Let's download some more files.
curl -O https://www.gdc-docs.ethz.ch/GeneticDiversityAnalysis/GDA/data/more_SNP.tar.gz
tar xvzf more_SNP.tar.gz && rm more_SNP.tar.gz
cd more_SNP
The information about the samples are provided in popmap.
| Sample | Species |
|---|---|
| ERR3418932 | CB |
| ERR3418936 | CB |
| ERR3418937 | CB |
| ERR3418955 | CB |
| ERR3418956 | CB |
| ERR3418957 | CB |
| ERR3418958 | CB |
| ERR3418959 | CB |
| ERR3418960 | CB |
| ERR3418961 | CEX |
| ERR3418963 | CEX |
To get a first impression of the global picture we are performing a Principal Component Analysis (PCA). We are going to execute the R script directly in the terminal (PCA_vcf.R). To run an R-script on the command-line in order to generate a PCA and produce a pdf you just need to call the script with your filtered vcf file and the population information. The file popmap contains some basic information about the samples in this dataset.

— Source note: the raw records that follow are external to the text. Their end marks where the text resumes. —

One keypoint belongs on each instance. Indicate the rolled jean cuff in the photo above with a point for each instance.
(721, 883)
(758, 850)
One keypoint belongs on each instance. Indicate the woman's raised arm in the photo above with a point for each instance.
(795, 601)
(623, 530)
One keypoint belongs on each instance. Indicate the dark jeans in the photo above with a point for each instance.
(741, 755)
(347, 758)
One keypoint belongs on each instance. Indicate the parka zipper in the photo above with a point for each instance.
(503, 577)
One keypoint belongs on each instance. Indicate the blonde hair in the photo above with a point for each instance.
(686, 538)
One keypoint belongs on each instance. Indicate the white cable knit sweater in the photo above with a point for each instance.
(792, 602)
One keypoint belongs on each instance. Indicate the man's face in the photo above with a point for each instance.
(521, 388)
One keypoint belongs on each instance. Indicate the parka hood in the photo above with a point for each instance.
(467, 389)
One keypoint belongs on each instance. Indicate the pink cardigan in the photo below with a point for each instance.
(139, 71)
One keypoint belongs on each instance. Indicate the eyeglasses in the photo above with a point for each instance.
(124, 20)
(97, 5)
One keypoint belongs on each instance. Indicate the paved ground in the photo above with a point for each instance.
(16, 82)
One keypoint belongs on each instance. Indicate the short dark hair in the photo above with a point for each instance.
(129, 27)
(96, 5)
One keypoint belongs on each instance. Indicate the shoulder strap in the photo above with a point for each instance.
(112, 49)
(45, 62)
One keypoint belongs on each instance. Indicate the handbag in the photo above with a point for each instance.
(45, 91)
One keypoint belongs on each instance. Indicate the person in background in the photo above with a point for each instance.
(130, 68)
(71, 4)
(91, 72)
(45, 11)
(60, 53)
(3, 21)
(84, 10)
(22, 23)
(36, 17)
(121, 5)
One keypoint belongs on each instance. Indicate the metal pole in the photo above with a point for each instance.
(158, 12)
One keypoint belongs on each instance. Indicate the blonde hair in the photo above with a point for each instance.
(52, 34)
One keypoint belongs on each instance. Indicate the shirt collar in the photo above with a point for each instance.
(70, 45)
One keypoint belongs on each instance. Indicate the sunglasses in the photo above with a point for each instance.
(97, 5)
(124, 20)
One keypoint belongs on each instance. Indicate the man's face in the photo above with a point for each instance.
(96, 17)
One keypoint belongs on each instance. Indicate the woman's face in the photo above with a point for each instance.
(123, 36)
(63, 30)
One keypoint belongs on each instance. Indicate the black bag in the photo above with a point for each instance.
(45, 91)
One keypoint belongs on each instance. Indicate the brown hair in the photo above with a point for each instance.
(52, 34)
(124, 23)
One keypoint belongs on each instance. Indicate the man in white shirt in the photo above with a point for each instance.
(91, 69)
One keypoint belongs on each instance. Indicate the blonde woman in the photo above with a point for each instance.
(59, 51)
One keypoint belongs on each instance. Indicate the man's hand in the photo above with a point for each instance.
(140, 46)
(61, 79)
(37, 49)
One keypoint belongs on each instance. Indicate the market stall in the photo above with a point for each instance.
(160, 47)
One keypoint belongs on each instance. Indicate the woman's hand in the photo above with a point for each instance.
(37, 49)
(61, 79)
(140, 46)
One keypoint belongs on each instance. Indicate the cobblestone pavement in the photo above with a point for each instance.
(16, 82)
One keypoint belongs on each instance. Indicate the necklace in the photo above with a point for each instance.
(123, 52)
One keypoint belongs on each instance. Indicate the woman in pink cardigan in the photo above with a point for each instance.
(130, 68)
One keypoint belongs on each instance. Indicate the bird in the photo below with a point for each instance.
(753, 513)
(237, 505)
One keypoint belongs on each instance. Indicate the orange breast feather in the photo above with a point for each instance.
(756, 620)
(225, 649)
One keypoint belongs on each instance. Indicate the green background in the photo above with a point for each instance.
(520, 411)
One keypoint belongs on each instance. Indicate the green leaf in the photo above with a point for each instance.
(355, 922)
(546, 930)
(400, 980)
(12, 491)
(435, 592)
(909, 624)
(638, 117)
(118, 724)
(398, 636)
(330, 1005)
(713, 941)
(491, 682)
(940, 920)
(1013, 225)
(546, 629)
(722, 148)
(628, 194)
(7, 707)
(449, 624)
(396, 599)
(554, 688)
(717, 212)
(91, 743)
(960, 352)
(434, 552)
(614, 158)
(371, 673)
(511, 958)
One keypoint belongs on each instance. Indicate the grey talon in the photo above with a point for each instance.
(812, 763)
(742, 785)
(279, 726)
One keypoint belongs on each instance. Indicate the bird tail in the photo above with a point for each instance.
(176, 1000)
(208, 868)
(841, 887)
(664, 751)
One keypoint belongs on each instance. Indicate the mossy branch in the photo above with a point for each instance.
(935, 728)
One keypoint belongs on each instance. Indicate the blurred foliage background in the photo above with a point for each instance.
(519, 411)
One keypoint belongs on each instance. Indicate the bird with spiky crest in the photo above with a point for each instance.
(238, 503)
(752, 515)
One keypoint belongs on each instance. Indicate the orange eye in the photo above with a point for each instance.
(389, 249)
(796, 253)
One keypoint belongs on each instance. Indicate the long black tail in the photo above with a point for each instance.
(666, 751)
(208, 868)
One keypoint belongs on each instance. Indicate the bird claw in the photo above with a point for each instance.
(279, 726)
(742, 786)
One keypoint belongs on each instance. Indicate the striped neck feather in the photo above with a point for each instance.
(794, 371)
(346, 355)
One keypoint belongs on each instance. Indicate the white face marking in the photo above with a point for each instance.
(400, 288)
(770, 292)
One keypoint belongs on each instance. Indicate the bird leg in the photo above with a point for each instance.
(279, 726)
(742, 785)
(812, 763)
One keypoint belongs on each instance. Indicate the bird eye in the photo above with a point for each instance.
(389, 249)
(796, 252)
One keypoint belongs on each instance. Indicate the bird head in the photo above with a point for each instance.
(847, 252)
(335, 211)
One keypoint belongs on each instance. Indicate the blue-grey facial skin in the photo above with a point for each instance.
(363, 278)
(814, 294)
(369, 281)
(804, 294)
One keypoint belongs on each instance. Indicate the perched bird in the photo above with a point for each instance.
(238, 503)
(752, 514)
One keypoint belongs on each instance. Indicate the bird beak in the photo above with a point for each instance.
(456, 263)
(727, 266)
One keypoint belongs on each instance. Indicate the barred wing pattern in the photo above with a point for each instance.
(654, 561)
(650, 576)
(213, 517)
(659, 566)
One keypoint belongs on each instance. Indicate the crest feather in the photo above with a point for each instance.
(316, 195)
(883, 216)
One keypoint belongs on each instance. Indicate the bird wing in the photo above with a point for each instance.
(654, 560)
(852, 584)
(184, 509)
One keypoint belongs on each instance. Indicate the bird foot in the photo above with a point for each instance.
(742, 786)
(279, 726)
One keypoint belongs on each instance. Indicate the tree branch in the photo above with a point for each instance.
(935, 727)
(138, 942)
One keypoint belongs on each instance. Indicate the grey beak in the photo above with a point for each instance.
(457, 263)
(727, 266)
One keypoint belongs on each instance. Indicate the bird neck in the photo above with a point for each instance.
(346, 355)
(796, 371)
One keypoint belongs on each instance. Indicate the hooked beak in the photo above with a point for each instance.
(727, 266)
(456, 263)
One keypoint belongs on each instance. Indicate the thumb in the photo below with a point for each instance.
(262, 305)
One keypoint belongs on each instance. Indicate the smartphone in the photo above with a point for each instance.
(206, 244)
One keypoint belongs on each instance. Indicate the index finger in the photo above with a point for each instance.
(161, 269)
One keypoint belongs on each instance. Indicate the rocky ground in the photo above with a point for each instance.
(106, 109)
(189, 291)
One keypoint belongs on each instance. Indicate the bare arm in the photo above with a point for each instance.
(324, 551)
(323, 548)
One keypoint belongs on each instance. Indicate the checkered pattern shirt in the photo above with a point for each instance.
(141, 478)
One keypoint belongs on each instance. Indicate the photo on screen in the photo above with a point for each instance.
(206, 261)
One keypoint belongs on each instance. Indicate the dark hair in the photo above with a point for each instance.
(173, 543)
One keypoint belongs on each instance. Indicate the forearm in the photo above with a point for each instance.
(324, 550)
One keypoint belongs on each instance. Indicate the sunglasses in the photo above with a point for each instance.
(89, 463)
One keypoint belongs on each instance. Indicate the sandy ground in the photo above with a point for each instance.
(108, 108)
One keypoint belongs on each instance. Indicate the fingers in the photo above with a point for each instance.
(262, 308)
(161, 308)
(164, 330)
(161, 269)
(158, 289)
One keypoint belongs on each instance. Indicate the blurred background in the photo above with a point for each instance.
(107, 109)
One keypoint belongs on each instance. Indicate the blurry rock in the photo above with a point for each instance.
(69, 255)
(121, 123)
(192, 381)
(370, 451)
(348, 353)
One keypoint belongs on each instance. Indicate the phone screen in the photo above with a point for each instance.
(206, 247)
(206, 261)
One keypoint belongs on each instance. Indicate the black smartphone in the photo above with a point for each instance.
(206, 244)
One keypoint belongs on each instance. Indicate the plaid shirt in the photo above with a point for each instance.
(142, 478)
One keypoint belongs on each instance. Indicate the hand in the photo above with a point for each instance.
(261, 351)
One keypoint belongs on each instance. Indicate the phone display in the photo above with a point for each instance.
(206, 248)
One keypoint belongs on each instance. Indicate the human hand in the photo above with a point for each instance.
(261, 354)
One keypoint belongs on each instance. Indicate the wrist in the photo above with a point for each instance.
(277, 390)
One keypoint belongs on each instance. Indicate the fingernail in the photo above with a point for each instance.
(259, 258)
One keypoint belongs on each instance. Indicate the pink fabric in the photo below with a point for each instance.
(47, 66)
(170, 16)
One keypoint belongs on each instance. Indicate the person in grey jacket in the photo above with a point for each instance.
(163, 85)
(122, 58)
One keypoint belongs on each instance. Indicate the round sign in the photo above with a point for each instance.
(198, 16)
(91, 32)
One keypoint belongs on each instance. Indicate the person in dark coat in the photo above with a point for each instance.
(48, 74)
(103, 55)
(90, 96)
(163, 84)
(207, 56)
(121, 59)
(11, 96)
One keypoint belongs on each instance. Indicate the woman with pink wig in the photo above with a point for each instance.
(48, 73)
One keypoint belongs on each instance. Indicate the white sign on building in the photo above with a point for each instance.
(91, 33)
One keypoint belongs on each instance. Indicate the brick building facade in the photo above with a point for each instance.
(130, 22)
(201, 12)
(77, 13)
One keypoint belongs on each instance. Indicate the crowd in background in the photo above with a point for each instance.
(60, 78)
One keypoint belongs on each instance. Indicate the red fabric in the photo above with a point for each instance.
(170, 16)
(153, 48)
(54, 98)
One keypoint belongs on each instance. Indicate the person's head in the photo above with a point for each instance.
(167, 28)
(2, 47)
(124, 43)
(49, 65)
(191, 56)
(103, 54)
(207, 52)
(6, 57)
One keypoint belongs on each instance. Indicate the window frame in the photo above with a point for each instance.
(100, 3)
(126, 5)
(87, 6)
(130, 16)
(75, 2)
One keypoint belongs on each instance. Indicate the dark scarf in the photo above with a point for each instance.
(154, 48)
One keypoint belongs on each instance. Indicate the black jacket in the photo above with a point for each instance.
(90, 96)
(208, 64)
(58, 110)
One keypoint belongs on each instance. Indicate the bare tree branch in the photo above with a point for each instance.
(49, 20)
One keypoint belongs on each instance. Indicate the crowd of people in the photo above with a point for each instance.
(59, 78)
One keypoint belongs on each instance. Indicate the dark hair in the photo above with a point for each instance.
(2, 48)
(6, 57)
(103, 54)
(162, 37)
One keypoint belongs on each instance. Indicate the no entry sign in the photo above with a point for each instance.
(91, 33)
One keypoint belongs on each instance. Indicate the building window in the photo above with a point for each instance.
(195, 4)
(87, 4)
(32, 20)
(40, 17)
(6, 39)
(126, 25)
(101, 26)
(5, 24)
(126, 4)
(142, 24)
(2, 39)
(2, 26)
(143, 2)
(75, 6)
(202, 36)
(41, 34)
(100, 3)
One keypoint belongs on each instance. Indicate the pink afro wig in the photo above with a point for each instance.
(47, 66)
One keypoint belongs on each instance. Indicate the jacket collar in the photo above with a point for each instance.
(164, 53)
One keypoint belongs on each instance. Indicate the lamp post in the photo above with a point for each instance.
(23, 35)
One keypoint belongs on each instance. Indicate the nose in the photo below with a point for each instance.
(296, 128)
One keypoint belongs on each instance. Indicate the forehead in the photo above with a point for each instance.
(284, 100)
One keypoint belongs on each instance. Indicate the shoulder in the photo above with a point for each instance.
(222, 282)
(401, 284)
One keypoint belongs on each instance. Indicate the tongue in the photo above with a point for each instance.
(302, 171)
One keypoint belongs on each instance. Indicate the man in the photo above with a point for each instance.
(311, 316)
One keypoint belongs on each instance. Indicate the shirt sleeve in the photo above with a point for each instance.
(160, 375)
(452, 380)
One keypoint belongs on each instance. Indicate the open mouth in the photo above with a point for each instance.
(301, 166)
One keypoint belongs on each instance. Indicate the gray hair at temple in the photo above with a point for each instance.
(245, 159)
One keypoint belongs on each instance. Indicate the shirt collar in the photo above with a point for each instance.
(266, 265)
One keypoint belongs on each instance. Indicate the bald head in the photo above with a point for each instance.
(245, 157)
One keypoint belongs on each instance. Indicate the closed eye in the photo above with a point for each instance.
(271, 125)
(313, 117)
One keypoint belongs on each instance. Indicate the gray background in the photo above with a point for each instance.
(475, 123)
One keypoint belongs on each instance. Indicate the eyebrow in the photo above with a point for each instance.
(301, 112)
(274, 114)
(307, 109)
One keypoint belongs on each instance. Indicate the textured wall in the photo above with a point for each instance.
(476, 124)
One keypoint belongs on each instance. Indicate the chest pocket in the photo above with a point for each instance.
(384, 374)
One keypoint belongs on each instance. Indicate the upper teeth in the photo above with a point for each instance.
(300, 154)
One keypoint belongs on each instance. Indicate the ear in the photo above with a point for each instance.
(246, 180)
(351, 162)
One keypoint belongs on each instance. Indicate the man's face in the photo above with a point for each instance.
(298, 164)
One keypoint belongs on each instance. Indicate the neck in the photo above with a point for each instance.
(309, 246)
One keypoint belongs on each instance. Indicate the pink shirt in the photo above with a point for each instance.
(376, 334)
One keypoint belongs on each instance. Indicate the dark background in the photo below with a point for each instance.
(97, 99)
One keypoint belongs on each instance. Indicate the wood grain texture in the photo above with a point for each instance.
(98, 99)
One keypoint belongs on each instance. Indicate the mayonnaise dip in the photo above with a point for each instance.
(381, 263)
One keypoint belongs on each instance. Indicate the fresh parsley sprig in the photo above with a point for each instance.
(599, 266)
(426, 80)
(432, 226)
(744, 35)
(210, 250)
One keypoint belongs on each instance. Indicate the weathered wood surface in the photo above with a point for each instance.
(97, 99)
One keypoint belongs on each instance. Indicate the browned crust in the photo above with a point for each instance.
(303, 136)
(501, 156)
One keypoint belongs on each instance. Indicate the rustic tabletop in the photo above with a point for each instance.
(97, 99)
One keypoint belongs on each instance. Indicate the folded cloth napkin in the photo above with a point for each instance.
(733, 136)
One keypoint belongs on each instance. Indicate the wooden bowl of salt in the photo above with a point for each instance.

Rscript PCA_vcf.R more_samples_raw.vcf.gz popmap
❖ Challenge #9 What do you think about the PCA? How representative is this plot? Do we need to exclude samples? Missing sites could be a problem in PCAs. Let's output the missing sites per individual.
vcftools --gzvcf more_samples_raw.vcf.gz --missing-indv
❖ Challenge #10 Do we need to exclude sample(s)? With the following command you can generate a list with samples to exclude.
echo "XXX" > miss_Ind.txt
echo "YYY" >> miss_Ind.txt
vcftools --gzvcf more_samples_raw.vcf.gz --remove miss_Ind.txt --recode --recode-INFO-all --stdout | gzip -c > more_samples_raw_reduced.vcf.gz
Let's filter the reduced dataset and re-plot the PCA. Any comments on the PCA?